The dispute began after the Czech Republic initiated proceedings in 2021, arguing that Poland’s expansion of mining at the Turów open-cast site near the Czech and German borders risked transboundary environmental damage. A Vice-President of the CJEU ordered Poland on May 21, 2021 to cease mining activities as an interim measure. Poland did not comply, and the court imposed a periodic penalty payment reported at €500,000 per day. Those penalties accumulated until the amounts were recovered.
Poland and Czechia later reached a bilateral settlement that removed the case from the court’s register. Poland argued that the settlement should retroactively extinguish the penalty amounts that had already accrued. The General Court rejected that position in 2024, concluding that removal of the case from the register did not erase obligations that had already fallen due.

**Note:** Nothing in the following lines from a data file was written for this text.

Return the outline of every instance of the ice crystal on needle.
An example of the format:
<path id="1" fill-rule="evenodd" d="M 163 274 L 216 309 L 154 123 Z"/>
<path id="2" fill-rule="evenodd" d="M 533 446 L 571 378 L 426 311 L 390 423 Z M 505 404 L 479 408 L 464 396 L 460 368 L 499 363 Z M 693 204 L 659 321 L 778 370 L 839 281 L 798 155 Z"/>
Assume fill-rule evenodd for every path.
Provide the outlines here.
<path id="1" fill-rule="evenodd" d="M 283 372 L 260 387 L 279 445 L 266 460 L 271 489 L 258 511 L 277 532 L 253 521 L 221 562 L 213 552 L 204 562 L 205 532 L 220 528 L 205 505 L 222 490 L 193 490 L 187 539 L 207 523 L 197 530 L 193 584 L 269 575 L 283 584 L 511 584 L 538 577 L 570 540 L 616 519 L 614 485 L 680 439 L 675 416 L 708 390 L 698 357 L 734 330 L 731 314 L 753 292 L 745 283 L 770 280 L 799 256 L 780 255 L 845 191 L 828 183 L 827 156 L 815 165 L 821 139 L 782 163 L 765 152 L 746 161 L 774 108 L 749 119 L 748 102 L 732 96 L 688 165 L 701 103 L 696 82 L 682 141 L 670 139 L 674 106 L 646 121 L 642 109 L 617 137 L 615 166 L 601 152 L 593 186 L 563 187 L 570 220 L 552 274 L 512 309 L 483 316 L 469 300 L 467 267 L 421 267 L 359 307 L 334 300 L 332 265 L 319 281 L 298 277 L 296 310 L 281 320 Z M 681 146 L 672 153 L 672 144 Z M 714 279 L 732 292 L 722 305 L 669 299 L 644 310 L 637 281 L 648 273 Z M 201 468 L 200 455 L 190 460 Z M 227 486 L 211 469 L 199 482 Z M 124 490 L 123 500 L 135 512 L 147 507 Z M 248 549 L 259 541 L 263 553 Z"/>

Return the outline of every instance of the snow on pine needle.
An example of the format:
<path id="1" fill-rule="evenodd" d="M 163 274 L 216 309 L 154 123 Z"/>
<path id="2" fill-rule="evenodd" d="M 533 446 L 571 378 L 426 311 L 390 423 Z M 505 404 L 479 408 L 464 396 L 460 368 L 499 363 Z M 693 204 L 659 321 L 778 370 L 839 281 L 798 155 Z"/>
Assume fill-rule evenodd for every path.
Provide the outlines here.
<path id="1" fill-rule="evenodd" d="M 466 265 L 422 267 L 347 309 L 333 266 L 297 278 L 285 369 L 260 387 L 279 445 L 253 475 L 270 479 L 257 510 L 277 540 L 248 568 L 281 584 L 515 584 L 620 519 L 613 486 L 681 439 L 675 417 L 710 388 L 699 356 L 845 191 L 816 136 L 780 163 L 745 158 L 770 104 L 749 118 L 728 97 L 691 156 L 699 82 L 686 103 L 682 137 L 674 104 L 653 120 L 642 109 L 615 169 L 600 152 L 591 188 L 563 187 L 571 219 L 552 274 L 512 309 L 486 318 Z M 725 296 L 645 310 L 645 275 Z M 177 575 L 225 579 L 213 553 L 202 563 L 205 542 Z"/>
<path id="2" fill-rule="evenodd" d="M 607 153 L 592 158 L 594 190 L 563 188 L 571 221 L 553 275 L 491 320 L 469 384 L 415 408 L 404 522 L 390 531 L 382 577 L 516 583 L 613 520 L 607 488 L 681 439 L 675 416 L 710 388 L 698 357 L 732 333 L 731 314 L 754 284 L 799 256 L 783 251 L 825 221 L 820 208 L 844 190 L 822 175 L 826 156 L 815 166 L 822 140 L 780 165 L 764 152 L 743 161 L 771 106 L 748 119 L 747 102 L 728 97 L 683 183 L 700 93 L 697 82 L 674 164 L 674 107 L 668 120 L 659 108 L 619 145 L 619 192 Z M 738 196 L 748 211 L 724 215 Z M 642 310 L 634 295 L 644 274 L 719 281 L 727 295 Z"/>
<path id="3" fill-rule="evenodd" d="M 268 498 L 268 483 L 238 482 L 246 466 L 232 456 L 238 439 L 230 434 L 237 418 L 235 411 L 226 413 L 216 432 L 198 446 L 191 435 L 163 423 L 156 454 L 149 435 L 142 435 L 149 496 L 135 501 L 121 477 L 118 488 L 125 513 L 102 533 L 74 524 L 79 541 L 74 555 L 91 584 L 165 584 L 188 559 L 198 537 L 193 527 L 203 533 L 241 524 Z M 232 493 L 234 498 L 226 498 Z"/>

Poland appealed to the CJEU in Case C-554/24 P seeking annulment of the daily penalties. The court dismissed the appeal and reiterated a core legal principle: "the actions of the parties to the dispute, including the conclusion of a settlement agreement, cannot have the effect of retroactively varying, annulling or setting aside an order imposing such a periodic penalty payment." The judgment added that the settlement "could not therefore extinguish Poland’s obligation to pay the periodic penalty payments that had already fallen due," confirming the Commission’s deductions from Poland’s EU payments as lawful.
The decision has immediate fiscal and legal consequences. The recovered sum of about €68.5 million represents roughly 137 days of penalties at €500,000 per day, providing a to-the-point illustration of the cost of non-compliance with interim court orders. More broadly, the ruling cements the European Commission’s authority to enforce compliance through financial recovery from EU funds when member states fail to meet court-mandated obligations.
The outcome also tightens legal clarity for future cross-border environmental enforcement. By closing the question of whether private or bilateral settlements can erase amounts already adjudicated by EU courts, the decision reduces a potential avenue for states to neutralize interim enforcement measures through later agreements.
Energy security arguments featured throughout the litigation. Polish officials had defended continued mining on grounds that the adjoining power plant supplied approximately 7 percent of the country’s electricity, underscoring the domestic trade-offs between short-term energy supply and compliance with EU environmental norms. The ruling forces policymakers in member states to reconcile those trade-offs with the reality of robust enforcement mechanisms at the EU level.
With the ECJ’s dismissal, the enforcement phase of the Turów dispute is effectively closed. The judgment establishes a precedent reinforcing the finality of court-imposed penalties and the Commission’s toolkit for ensuring compliance across the single market.